More static analysis with CIL

Years ago I played around with CIL to analyze libvirt. More recently Dan used CIL to analyze libvirt’s locking code.

We didn’t get so far either time, but I’ve been taking a deeper look at CIL in an attempt to verify error handling in libguestfs.

Here is my partly working code so far.

(*
 * Analyse libguestfs APIs to find error overwriting.
 * Copyright (C) 2008-2013 Red Hat, Inc.
 *
 * This library is free software; you can redistribute it and/or
 * modify it under the terms of the GNU Lesser General Public
 * License as published by the Free Software Foundation; either
 * version 2.1 of the License, or (at your option) any later version.
 *
 * This library is distributed in the hope that it will be useful,
 * but WITHOUT ANY WARRANTY; without even the implied warranty of
 * MERCHANTABILITY or FITNESS FOR A PARTICULAR PURPOSE.  See the GNU
 * Lesser General Public License for more details.
 *
 * You should have received a copy of the GNU Lesser General Public
 * License along with this library.  If not, see
 * <http://www.gnu.org/licenses/>.
 *
 * Author: Daniel P. Berrange <berrange@redhat.com>
 * Author: Richard W.M. Jones <rjones@redhat.com>
 *)

open Unix
open Printf

open Cil

let debug = ref false

(* Set of ints. *)
module IntSet = Set.Make (struct type t = int let compare = compare end)

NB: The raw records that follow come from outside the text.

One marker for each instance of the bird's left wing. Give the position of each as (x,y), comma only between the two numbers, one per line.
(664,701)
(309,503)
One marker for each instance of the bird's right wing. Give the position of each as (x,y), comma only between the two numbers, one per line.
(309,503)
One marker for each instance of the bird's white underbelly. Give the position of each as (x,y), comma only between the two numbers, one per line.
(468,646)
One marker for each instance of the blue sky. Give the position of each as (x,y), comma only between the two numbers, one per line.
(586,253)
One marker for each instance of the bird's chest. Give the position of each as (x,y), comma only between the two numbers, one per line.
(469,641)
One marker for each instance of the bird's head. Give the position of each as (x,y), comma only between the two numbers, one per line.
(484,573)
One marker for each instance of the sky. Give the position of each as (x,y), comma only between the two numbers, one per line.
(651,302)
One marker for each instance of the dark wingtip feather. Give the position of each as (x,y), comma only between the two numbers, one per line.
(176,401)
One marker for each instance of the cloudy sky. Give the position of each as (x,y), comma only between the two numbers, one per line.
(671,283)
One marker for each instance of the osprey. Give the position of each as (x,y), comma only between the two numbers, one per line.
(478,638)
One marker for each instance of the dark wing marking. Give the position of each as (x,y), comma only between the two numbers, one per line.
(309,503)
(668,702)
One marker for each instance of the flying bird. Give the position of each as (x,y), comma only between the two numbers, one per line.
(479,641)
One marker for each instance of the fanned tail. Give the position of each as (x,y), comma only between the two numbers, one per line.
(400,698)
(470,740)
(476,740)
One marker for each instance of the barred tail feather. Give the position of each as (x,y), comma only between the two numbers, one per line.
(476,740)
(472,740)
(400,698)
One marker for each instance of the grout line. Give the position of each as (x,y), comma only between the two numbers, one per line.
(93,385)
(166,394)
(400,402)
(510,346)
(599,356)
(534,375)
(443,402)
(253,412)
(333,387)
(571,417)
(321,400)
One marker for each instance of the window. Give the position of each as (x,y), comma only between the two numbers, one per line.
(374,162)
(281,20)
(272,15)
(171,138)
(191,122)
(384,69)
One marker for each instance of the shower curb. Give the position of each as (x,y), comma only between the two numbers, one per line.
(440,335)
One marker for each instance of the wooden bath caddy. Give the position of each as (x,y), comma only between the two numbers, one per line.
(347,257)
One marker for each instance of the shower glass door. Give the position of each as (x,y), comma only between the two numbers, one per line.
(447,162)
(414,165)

(* A module for storing any set (unordered list) of functions. *)
module FunctionSet = Set.Make (
  struct
    type t = varinfo
    let compare v1 v2 = compare v1.vid v2.vid
  end
)

(* Directed graph of functions.
 *
 * Function = a node in the graph
 * FunctionDigraph = the directed graph
 * FunctionPathChecker = path checker module using Dijkstra's algorithm
 *)
module Function =
struct
  type t = varinfo
  let compare f1 f2 = compare f1.vid f2.vid
  let hash f = Hashtbl.hash f.vid
  let equal f1 f2 = f1.vid = f2.vid
end
module FunctionDigraph = Graph.Imperative.Digraph.Concrete (Function)
module FunctionPathChecker = Graph.Path.Check (FunctionDigraph)

(* Module used to analyze the paths through each function. *)
module ErrorCounter =
struct
  let name = "ErrorCounter"
  let debug = debug

  (* Our current state is very simple, just the number of error
   * function calls did encountered up to this statement.
   *)
  type t = int

  let copy errcalls = errcalls

  (* Start data for each statement. *)
  let stmtStartData = Inthash.create 97

  let printable errcalls = sprintf "(errcalls=%d)" errcalls

  let pretty () t = Pretty.text (printable t)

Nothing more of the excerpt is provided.